Thinking of this I retrieved the two parts of the broken shovel and glued them together, it was as though the shovel had never broken, it had been restored and I had the shovel as a souvenir of my grandfather. It was a memento and mementos are limited in number; sixty years after his death I have been revisited by him and reminded of the importance of one of the few things that I have that belonged to my grandfather.
I have a few mementos from my mother and I have this old shovel. But what to do with the shovel? Put it on display? Hang it on the wall? Prop it against the wall? Maybe. But this shovel will be a nuisance if I don't do something with it. And when I am gone the shovel will mean nothing to other people, it will just be an old shovel and one that will break again, if used, and then be discarded. I know why things from the past don't last, why they end up discarded even though they have a personal importance; antiques have some monetary value but most mementos have no value except to the person who values them. There is no reason why anyone will keep this old shovel after I am gone.

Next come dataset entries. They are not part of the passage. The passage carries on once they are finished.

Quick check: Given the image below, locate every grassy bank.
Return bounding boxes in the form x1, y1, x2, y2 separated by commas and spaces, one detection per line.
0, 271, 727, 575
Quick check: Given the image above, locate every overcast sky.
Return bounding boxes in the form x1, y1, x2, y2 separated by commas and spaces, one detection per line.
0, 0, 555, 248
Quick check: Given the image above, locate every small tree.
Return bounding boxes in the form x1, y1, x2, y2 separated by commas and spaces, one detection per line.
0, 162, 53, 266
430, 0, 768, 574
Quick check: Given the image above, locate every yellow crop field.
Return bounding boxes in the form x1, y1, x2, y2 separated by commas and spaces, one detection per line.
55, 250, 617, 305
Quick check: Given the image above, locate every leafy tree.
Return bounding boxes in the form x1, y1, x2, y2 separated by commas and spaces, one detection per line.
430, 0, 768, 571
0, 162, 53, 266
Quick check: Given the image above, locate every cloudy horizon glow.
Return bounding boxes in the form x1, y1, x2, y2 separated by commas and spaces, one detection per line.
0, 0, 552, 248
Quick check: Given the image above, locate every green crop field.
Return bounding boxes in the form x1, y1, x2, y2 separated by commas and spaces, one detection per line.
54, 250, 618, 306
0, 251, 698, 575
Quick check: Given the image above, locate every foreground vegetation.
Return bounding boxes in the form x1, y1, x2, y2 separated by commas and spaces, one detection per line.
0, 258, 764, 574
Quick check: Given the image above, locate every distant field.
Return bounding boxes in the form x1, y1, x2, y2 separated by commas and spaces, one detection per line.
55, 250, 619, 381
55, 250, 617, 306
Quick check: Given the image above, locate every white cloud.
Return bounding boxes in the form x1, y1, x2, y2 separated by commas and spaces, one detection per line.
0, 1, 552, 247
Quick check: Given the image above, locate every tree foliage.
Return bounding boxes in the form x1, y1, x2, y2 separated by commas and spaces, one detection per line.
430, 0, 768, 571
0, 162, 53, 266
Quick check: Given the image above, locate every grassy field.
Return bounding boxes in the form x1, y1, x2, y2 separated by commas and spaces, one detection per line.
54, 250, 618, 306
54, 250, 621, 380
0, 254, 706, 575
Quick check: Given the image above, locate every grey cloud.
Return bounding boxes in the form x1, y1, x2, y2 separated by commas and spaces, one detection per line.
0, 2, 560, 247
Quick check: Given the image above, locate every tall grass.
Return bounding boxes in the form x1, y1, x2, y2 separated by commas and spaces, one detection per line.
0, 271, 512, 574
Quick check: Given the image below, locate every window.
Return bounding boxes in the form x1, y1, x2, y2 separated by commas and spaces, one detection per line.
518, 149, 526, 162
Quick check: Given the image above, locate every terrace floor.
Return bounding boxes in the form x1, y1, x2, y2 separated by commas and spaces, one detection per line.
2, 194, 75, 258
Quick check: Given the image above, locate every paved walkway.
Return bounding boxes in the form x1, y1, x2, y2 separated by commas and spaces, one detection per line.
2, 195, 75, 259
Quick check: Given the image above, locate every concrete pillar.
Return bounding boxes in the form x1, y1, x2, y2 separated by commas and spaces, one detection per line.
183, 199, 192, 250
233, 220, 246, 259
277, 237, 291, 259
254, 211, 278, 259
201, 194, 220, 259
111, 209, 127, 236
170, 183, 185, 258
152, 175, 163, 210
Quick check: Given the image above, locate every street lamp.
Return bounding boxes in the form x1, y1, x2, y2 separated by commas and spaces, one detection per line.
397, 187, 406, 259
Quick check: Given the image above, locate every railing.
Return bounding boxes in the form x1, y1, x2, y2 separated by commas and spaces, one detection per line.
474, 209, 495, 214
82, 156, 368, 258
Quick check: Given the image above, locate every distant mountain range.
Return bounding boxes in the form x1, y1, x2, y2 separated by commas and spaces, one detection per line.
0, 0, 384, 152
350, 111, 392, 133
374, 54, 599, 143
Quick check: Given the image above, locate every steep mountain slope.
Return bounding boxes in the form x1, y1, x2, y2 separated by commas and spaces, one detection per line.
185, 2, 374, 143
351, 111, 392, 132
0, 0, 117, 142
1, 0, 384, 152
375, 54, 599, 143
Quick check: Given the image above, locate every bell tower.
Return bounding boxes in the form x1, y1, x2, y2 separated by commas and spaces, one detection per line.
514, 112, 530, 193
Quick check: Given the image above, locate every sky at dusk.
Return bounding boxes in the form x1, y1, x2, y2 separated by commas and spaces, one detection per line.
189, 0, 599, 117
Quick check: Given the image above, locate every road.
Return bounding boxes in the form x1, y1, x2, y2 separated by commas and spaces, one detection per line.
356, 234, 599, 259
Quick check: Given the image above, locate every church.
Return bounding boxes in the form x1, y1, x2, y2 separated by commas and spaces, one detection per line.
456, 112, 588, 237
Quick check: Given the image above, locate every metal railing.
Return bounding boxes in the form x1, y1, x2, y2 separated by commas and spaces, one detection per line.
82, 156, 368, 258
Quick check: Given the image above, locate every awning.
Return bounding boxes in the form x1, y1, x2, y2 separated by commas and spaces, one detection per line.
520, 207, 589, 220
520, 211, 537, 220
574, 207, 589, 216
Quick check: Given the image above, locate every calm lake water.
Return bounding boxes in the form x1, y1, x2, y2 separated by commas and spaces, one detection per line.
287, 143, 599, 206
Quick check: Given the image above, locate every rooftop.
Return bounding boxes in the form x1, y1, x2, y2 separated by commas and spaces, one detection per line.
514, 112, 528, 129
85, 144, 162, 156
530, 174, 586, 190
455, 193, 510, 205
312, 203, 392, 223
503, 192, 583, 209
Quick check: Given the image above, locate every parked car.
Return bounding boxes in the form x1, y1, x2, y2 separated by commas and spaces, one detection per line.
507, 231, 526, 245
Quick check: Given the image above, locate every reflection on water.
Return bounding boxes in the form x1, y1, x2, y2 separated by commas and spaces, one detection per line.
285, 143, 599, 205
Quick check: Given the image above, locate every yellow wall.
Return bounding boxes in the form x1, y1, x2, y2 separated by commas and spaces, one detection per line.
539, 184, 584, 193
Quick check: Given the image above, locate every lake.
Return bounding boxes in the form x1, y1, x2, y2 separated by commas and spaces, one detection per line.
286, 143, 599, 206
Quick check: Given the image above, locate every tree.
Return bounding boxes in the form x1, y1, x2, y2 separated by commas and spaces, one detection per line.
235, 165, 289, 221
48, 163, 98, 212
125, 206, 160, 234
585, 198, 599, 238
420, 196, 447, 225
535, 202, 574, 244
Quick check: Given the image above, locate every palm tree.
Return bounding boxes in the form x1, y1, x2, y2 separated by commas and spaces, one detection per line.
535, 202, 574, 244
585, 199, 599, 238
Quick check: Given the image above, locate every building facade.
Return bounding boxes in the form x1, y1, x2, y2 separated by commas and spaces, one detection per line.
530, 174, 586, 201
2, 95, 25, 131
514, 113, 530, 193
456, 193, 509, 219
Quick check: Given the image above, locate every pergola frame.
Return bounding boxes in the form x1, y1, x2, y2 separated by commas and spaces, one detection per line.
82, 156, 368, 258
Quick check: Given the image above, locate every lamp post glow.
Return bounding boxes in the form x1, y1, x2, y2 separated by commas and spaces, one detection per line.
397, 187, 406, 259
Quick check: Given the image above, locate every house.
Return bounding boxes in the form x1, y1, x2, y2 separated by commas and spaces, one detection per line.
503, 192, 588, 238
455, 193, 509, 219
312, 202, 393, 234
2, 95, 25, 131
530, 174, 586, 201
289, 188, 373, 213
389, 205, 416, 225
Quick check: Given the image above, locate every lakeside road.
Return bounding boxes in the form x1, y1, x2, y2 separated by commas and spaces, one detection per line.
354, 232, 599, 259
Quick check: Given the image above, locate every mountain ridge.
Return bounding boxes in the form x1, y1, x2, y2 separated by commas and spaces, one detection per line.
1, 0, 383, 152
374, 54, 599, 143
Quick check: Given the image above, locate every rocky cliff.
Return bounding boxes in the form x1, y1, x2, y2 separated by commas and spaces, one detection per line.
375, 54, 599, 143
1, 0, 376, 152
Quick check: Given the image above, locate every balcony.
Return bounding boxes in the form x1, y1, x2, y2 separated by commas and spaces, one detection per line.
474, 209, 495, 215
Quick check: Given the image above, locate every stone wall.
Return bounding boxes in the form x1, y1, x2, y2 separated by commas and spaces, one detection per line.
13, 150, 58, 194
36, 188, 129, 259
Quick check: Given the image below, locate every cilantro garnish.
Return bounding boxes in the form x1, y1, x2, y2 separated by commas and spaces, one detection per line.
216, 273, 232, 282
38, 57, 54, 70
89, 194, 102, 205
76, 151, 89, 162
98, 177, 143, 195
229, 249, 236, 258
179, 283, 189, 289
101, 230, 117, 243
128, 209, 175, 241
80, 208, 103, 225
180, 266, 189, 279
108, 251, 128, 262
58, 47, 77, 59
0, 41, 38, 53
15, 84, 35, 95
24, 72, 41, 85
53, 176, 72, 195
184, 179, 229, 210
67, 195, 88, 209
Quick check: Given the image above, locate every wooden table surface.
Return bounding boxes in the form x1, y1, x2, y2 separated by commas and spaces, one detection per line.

Being a literary person and a poet, and a teacher, I see the symbolic value of things. It is that a shovel like this was once used to clean up after a fire, or shovel snow, but while a shovel is used to dig in to the ground, to clean up things, it also has an archetypal value, a psychological value; and this is what we do, we who are archivists of memory, we see the symbolic and meaningful aspect of things pertaining to the psyche; it is one of the things that gives depth to life. The broken shovel reminded me of my grandfather and my relationship with him, it reminded me that he is important to me; his story is unique in our family's history.
As a last resort, maybe I could bury the shovel in my garden, but I am reluctant to do this, for some reason I think it is rather ghoulish; a shovel is not a corpse. It is a shovel that will live on in memory; but always knowing that these mundane things can break, be thrown out, be discarded, and even memories have a certain limited longevity, based on how long we remember. And, one day, everything is forgotten unless it is written down and, even then, everything is temporary.